PET images were reconstructed using the Nucline software and parameters were static normal, while CT images were reconstructed using a RamLak filter. The PET and CT images were coregistered automatically. Images were reconstructed with a voxel size of 0.25×0.25×0.25 mm3 for CT and 0.4×0.4×0.4 mm3 for PET. Data analyses were performed using InterView Fusion V.3.03.078.0000 (Mediso). Standard uptake value (SUV) was calculated using the equation: SUV=CPET(T)/(ID/BW), where CPET(T) was the measured activity in tissue, ID is the injected dose measured in kBq (corrected using https://www.cyclotron.nl/decay-calculator/), and BW is the mouse’s body weight in kg. For each scan, a signal above 2.5 SUV was regarded as a true tumor signal and a spherical volume of interest (VOI) was drawn semiautomatically for estimation and calculation of SUVmean and SUVmax.
Soluble CA125
To represent cleaved CA125 in our experiments, we used human calibration-grade CA125 protein (#abx060961, Abbexa, UK). Where this was used in co-culture assays (bioluminescence-based cytotoxicity and CD107a functional assays), it was added in solution, at the indicated concentrations.
Dot blots
Proteins of interest were applied to a nitrocellulose membrane and allowed to dry. The membrane was then blocked with 5% bovine serum albumin (BSA) in Tris-buffered saline (TBS), before incubation with the primary antibody (various). Next, the membrane was washed three times in TBS-Tween, then incubated with horseradish peroxidase-conjugated anti-mouse IgG secondary antibody (#62-6520, Thermo Fisher Scientific). After another three washes with TBS-Tween, the membrane was incubated for 1 min with enhanced chemiluminescent substrate, then the luminescent signal was read on an Amersham Imager 600 (G.E. Healthcare, USA). Semiquantitative analysis was performed using GelQuant software (BiochemLabSolutions.com).
In vivo assays
Female NSG (NOD.Cg-Prkdcscid Il2rgtm1Wjl/SzJ, OUS and UiB) and NXG (NOD-Prkdcscid-IL2rgTm1/Rj, OUS) mice were maintained in pathogen-free conditions under the respective institutional animal care protocols. All animal experiments were conducted in compliance with the procedures from the Norwegian State Commission for Laboratory Animals and approved by the Norwegian Food Safety Authority.
For the cell line study, luciferase-expressing OVCAR3 or HeLa cells were trypsinized and washed twice in PBS. NXG mice 6–10 weeks old were injected intraperitoneally with 1×106 luciferase-expressing OVCAR3 or HeLa cells in 200 µL PBS. After 3 days, 200 µL of D-luciferin (20 mg/mL, #122799-5, Perkin Elmer, Waltham, USA) was injected intraperitoneally, and engraftment was confirmed by bioluminescence imaging (BLI) using the IVIS Spectrum in vivo imaging system (Perkin Elmer). Mice were allocated to treatment groups based on comparable tumor loads. The same day 5×106 T cells (Mock, K101CAR, or 4H11CAR) were injected intraperitoneally. This was followed by a second injection of the same cells, 8 days later for the OVCAR3 experiment, and 4 days later for the HeLa experiment.
For the PDX study, NSG mice 6–8 weeks old were injected with 1×105 PDX P2 cells orthotopically into the bursa of the right ovary.45 After 22 days, engrafted mice received 5×106 Mock (n=8) or K101CAR T cells (n=7) intraperitoneally, in 200 µL of serum-free RPMI. A second injection was delivered 2 days later. At 41 days (19 days after first T cell injection), mice were examined by PET-CT. This was repeated at 86 days (64 days after T cell injection).
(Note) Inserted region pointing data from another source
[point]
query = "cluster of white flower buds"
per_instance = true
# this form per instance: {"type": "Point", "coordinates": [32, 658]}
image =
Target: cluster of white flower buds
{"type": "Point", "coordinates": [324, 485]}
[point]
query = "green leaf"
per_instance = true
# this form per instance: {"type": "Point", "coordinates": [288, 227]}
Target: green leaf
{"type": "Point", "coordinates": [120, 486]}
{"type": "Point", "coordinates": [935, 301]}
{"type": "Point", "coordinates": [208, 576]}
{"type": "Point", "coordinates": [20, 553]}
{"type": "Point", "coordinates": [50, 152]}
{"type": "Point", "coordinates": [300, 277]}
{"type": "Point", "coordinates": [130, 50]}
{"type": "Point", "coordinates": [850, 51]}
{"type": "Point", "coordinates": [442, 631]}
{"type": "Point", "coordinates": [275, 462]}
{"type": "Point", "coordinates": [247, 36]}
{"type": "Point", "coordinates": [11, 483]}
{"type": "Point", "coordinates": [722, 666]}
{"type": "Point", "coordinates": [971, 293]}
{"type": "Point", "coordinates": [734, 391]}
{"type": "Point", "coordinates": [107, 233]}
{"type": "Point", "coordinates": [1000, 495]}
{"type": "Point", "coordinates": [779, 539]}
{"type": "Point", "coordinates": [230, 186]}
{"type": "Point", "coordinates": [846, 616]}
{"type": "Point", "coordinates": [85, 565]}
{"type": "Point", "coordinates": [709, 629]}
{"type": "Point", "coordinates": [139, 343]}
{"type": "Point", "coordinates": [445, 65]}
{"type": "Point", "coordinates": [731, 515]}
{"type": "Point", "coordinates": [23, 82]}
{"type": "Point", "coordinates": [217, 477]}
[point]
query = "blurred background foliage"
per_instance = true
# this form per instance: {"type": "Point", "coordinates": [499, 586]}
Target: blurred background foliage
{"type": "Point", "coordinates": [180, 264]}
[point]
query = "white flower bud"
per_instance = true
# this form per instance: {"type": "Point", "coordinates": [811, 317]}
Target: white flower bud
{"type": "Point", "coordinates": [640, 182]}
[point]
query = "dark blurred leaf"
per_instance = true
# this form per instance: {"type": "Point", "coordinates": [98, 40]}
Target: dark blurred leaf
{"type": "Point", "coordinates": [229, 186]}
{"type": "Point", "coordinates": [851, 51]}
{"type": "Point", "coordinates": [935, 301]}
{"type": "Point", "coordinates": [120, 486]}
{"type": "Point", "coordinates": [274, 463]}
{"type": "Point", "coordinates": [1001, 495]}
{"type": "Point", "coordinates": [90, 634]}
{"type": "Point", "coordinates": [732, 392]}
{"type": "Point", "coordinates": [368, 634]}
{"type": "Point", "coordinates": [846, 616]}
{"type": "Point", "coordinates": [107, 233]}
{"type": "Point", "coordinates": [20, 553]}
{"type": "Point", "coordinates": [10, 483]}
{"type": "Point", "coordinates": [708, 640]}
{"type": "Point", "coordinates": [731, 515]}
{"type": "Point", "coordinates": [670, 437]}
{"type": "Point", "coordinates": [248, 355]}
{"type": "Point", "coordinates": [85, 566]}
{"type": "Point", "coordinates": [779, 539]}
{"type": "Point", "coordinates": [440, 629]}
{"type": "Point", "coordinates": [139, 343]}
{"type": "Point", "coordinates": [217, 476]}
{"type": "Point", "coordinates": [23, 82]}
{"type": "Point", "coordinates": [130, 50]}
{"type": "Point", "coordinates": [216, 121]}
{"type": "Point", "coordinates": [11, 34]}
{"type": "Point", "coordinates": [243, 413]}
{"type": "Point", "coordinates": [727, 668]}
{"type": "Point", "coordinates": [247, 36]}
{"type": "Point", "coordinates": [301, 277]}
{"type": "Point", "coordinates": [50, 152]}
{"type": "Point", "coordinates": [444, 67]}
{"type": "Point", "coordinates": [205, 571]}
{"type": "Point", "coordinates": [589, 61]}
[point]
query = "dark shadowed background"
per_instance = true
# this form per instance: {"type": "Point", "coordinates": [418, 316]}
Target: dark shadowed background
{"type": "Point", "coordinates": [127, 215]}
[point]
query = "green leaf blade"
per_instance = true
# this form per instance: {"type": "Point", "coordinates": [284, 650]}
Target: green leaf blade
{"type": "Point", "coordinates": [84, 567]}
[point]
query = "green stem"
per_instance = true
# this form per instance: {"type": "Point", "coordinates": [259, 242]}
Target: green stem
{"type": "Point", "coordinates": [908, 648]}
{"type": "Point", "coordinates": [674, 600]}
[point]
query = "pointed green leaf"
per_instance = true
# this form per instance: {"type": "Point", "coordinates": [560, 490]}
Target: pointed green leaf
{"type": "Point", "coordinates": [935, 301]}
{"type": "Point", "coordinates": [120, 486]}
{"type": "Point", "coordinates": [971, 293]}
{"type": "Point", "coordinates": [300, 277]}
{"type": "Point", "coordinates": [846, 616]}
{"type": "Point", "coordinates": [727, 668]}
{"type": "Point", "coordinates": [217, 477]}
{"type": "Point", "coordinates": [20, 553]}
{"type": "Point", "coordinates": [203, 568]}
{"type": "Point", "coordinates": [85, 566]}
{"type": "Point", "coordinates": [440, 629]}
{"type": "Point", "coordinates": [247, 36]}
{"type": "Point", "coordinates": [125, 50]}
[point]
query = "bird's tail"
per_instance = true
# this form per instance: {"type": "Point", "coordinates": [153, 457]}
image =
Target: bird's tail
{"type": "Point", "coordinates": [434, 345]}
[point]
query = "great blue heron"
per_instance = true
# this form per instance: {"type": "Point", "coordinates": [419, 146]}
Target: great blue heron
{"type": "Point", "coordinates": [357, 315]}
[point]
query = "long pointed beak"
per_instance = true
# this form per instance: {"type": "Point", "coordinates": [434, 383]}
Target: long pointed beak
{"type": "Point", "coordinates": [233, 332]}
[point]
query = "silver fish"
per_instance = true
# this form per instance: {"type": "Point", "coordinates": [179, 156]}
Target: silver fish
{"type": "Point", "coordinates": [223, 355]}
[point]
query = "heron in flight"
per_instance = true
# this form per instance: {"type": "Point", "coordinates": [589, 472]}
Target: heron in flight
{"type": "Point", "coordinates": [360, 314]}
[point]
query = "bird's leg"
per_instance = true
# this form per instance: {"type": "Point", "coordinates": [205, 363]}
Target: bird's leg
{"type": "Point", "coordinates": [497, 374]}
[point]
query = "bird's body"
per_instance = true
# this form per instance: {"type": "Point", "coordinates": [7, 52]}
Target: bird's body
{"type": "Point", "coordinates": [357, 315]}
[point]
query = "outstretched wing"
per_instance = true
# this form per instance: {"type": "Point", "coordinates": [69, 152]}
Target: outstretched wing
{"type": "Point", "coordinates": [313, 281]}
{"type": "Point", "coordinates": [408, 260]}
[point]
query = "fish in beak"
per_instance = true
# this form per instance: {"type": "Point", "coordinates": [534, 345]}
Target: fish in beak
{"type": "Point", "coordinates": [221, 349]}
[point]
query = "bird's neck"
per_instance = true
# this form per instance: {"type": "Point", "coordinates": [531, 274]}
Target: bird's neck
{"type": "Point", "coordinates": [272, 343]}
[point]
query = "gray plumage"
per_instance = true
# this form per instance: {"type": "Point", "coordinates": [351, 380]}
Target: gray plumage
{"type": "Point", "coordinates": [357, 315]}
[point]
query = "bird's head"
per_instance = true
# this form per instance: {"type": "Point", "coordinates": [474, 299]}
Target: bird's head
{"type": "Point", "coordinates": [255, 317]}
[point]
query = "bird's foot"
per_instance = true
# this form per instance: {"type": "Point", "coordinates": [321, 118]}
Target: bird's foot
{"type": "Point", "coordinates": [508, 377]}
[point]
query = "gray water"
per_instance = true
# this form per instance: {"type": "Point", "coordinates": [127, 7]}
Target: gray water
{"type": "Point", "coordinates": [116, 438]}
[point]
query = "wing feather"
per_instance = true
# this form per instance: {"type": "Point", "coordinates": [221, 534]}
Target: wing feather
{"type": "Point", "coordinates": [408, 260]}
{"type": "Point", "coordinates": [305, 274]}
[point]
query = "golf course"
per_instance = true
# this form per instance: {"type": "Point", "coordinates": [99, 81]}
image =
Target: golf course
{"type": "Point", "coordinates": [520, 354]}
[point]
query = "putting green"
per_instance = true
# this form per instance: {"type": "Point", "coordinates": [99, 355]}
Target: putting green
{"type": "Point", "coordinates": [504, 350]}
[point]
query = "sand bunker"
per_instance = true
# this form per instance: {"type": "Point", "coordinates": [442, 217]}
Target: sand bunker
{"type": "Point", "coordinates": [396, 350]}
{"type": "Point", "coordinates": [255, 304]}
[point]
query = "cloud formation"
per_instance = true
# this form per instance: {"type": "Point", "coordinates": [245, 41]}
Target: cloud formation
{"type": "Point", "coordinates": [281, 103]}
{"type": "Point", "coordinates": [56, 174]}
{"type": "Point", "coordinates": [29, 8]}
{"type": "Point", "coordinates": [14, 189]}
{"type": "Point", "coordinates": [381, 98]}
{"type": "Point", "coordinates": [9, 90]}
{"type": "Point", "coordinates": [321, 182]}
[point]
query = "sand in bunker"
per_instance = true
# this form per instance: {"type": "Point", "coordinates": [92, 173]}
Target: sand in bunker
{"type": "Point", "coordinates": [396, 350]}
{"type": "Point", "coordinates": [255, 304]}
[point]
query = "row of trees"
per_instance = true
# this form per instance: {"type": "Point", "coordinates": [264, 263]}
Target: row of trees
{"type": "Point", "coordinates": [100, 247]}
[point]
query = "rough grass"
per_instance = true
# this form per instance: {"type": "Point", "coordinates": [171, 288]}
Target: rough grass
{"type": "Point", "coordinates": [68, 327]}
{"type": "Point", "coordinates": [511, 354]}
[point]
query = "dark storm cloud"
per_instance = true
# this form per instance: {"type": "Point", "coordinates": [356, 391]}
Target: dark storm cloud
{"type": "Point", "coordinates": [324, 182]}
The humane endpoint was reached on day 276.
Statistical analysis
Statistical analyses, as indicated below (paired t-tests, one-way and two-way analyses of variance (ANOVAs), simple linear regression, Mann-Whitney, and log-rank tests), were calculated using GraphPad Prism V.9 (GraphPad Software, San Diego, California, USA).
Results
MUC16 is expressed in a large proportion of OC samples
Although already recognized as a valid OC target, MUC16 distribution was analyzed from a TCGA cohort of 375 ovarian tumor samples.46 We compared MUC16 expression to that of other OC-validated targets (MSLN, FOLR1 and MUC1)47–49 and included the clinical stage information. We conducted DESeq2 analysis on the TCGA tumor samples, confirming that MUC16 was expressed in the majority of OC samples (figure 1A, left). We then used a volcano plot to visualize whether MUC16 expression was linked to clinical stage (figure 1A, right). MUC16 was compared with the three other targets but none of these genes were in the top 100 for RNA expression; however, they all show positive fold changes throughout the different clinical staging groups. These data confirm that MUC16 is a marker for OC and therefore a potential drug target for treating patients with advanced disease.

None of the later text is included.